Sinti und Roma waren und sind Bewohnerinnen und Bewohner Mecklenburg-Vorpommerns
Die Familien der Sinti und Roma waren und sind seit Jahrhunderten Bewohner:innen Mecklenburg-Vorpommerns. Im Laufe der Zeit wohnten sie in den Städten - und in zahlreichen Dörfern. Sie lebten zum Beispiel in Neubrandenburg, in Weitin, in Ludwigslust oder in Satow bei Waren an der Müritz. Sie arbeiteten in Fabriken und auf Gutshöfen oder brachten ihre handwerklichen Fertigkeiten bis in die entlegensten Orte unseres Bundeslandes.
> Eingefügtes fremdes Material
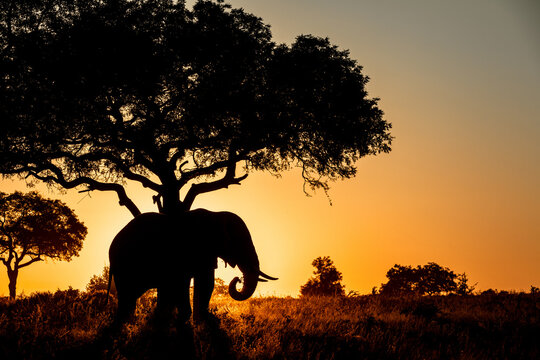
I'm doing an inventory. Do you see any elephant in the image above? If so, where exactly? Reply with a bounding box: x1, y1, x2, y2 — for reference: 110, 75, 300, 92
107, 209, 277, 323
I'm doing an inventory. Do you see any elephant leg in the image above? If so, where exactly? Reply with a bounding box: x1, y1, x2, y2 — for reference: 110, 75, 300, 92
156, 286, 175, 320
176, 277, 191, 323
116, 292, 137, 324
193, 269, 214, 321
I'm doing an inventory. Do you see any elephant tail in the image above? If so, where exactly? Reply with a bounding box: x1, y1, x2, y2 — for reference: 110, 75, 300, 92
105, 267, 112, 305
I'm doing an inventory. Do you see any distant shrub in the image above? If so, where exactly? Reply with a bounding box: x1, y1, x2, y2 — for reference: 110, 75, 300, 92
300, 256, 345, 296
86, 266, 116, 295
380, 262, 474, 295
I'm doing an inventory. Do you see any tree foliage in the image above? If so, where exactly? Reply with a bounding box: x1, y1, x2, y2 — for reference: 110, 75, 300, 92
380, 262, 474, 295
86, 266, 116, 295
0, 192, 87, 298
0, 0, 392, 215
300, 256, 345, 296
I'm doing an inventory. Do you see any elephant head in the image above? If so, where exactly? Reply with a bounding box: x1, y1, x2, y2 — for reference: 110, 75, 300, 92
190, 209, 277, 301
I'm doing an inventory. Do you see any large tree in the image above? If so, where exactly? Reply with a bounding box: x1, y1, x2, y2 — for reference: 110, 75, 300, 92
0, 0, 392, 215
0, 191, 87, 299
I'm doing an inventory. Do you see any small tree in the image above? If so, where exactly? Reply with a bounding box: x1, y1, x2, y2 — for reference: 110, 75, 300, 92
86, 266, 116, 294
300, 256, 345, 296
213, 278, 229, 296
380, 262, 474, 295
0, 191, 87, 299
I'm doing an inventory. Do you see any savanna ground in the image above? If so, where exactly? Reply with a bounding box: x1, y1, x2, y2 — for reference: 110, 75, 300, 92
0, 289, 540, 359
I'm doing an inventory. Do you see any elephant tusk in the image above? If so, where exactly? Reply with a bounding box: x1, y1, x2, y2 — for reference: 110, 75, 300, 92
259, 270, 278, 280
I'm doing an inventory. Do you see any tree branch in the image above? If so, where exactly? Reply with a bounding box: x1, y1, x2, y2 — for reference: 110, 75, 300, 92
182, 160, 248, 211
17, 256, 43, 269
27, 164, 141, 217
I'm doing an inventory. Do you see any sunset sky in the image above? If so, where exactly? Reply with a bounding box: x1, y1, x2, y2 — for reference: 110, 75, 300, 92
0, 0, 540, 296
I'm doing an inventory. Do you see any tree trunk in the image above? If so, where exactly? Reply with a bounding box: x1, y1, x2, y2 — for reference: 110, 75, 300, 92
8, 269, 19, 299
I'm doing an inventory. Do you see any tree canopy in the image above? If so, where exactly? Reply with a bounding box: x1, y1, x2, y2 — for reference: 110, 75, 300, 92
0, 0, 392, 215
300, 256, 345, 296
0, 192, 87, 298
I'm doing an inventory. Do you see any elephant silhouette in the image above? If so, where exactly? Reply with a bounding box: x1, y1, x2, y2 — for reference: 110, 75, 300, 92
107, 209, 277, 323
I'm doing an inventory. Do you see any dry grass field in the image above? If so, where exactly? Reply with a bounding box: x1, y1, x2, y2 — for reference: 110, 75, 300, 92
0, 290, 540, 359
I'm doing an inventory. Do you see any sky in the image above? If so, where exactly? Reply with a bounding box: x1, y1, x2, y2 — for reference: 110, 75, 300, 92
0, 0, 540, 296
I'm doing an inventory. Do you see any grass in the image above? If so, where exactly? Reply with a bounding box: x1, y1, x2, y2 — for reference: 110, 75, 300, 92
0, 290, 540, 359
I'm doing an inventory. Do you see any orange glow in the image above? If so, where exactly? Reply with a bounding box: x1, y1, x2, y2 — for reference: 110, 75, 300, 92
0, 1, 540, 296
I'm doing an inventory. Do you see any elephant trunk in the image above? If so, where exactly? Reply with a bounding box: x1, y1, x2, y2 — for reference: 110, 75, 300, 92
229, 270, 259, 301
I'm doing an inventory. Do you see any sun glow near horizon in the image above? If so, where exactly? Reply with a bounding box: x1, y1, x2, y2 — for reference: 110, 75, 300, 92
0, 0, 540, 296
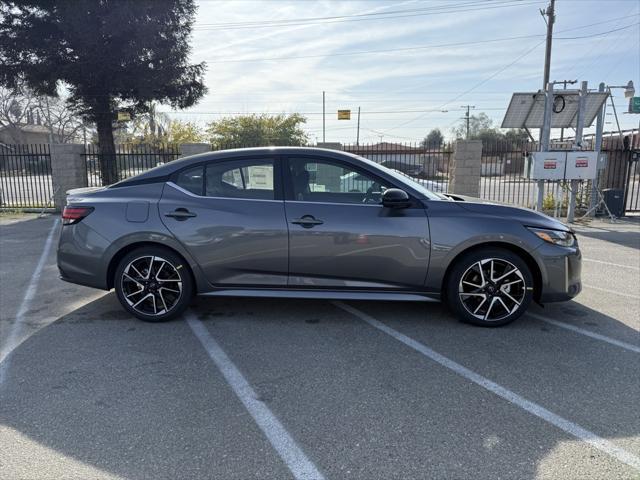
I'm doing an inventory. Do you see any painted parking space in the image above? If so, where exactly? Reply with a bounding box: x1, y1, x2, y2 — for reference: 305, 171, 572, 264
0, 218, 640, 479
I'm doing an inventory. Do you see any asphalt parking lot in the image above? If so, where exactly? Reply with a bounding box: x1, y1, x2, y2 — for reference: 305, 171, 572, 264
0, 215, 640, 479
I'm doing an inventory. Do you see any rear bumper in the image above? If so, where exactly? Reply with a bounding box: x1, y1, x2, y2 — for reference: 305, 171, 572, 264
536, 243, 582, 303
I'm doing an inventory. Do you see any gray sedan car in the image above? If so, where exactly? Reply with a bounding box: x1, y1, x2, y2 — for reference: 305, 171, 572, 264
58, 147, 581, 326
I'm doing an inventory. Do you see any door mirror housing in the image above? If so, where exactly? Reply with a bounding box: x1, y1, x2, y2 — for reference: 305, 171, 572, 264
382, 188, 411, 208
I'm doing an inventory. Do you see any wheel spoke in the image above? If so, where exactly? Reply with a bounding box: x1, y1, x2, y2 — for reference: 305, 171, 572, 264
473, 295, 487, 315
120, 255, 182, 315
127, 263, 144, 280
495, 297, 519, 313
158, 289, 169, 312
155, 262, 167, 280
158, 287, 180, 293
126, 285, 144, 298
462, 280, 482, 288
501, 290, 520, 307
150, 293, 158, 314
131, 293, 153, 308
495, 267, 519, 282
123, 273, 142, 287
484, 297, 498, 320
476, 262, 487, 287
145, 256, 156, 280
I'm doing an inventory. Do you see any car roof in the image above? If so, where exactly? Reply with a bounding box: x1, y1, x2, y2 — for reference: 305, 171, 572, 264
113, 147, 375, 187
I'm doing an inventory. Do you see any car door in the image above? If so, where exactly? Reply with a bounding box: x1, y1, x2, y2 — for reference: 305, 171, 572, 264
159, 157, 288, 287
283, 156, 430, 290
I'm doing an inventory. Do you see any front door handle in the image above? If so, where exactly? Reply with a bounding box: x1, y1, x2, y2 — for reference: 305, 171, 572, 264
164, 208, 197, 220
291, 215, 324, 228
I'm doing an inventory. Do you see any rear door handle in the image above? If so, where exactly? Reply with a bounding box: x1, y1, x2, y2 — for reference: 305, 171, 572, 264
291, 215, 324, 228
164, 208, 197, 220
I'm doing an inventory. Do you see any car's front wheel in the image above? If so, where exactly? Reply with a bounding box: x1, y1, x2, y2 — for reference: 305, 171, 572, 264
446, 248, 533, 327
114, 247, 193, 322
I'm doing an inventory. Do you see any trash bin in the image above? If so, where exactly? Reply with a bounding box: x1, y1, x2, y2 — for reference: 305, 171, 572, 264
602, 188, 624, 217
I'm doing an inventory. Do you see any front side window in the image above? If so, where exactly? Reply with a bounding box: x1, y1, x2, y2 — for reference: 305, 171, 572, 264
205, 159, 274, 200
289, 158, 390, 204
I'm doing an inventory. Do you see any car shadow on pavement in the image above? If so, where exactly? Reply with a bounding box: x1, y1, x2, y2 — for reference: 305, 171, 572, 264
0, 294, 640, 480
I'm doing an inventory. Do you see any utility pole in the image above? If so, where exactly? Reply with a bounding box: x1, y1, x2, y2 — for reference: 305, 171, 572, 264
460, 105, 476, 140
536, 0, 556, 212
322, 90, 327, 143
540, 0, 556, 90
356, 107, 360, 147
567, 82, 589, 223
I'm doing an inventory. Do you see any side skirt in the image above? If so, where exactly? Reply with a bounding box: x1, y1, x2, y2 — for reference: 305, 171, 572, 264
198, 289, 440, 302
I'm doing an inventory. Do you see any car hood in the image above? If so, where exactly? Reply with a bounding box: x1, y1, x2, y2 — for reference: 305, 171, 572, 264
447, 194, 572, 231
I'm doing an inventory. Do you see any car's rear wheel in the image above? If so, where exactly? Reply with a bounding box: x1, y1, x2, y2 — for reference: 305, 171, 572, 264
446, 248, 533, 327
114, 247, 193, 322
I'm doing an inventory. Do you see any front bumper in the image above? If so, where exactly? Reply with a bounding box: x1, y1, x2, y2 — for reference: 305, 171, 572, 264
536, 243, 582, 303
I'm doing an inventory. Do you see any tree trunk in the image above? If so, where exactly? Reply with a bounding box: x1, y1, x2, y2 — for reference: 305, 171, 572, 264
96, 99, 119, 185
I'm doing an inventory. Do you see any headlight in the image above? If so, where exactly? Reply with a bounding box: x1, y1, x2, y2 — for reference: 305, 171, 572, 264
527, 227, 577, 247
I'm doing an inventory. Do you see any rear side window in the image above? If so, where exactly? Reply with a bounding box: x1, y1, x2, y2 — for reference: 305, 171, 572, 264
176, 166, 204, 195
205, 159, 274, 200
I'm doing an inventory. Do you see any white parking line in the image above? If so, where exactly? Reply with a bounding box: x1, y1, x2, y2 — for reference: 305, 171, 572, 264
187, 313, 324, 480
527, 312, 640, 353
333, 302, 640, 470
0, 219, 59, 368
582, 257, 640, 270
582, 283, 640, 300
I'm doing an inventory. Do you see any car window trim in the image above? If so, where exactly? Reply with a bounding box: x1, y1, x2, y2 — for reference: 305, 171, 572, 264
165, 180, 283, 203
169, 154, 284, 202
282, 154, 424, 208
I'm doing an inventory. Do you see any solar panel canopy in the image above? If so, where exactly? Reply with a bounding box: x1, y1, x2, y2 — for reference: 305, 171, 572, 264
502, 90, 609, 128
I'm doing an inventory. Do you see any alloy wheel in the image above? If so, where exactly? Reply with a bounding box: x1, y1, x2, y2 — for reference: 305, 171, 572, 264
121, 255, 182, 316
458, 258, 527, 322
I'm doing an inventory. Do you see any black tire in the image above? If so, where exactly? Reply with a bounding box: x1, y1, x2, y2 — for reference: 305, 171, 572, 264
444, 248, 533, 327
113, 247, 194, 322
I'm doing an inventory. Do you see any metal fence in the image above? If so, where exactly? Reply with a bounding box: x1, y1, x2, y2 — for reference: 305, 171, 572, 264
598, 130, 640, 212
342, 143, 453, 193
0, 145, 53, 208
0, 138, 640, 212
480, 141, 591, 211
84, 144, 180, 187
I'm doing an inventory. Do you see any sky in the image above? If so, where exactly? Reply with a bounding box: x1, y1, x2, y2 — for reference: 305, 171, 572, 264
164, 0, 640, 143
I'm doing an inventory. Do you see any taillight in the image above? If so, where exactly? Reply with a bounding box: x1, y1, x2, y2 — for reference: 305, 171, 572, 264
62, 207, 93, 225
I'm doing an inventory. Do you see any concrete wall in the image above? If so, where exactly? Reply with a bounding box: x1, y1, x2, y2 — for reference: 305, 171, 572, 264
51, 143, 87, 210
449, 140, 482, 197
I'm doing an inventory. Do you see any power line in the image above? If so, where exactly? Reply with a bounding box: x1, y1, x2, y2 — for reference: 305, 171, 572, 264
193, 0, 542, 31
380, 40, 545, 132
206, 22, 640, 63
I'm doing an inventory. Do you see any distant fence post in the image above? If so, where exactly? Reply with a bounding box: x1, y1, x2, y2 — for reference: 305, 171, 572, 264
51, 143, 87, 210
180, 143, 211, 158
449, 140, 482, 197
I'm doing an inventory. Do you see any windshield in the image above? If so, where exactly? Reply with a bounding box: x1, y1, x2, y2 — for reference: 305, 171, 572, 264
360, 157, 447, 200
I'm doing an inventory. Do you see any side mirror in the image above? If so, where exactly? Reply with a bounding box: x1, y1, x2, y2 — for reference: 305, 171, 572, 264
382, 188, 411, 208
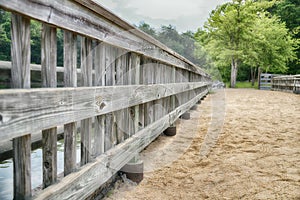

Die Kinder, Frauen und Männer litten über die Jahrhunderte immer wieder unter Ausgrenzung, Zwängen und Gewalt. Unter der NS-Herrschaft nahm dies eine mörderische Wende. Kriminalpolizei, Fürsorgeeinrichtungen und kommunale Entscheidungsträger arbeiteten hier Hand in Hand. So verschleppten sie unzählige Kinder und Jugendliche aus den Gruppen der heute Sinti und Roma genannten Minderheit in Heime, in „Jugendverwahrlager“ oder in Konzentrationslager. Rassenideologie und frei erfundene Kriterien sozialer Brauchbarkeit für eine konstruierte „Volksgemeinschaft“ wurden mit jahrhundertealten Vorurteilen zu einer unheilvollen Verbindung verknüpft.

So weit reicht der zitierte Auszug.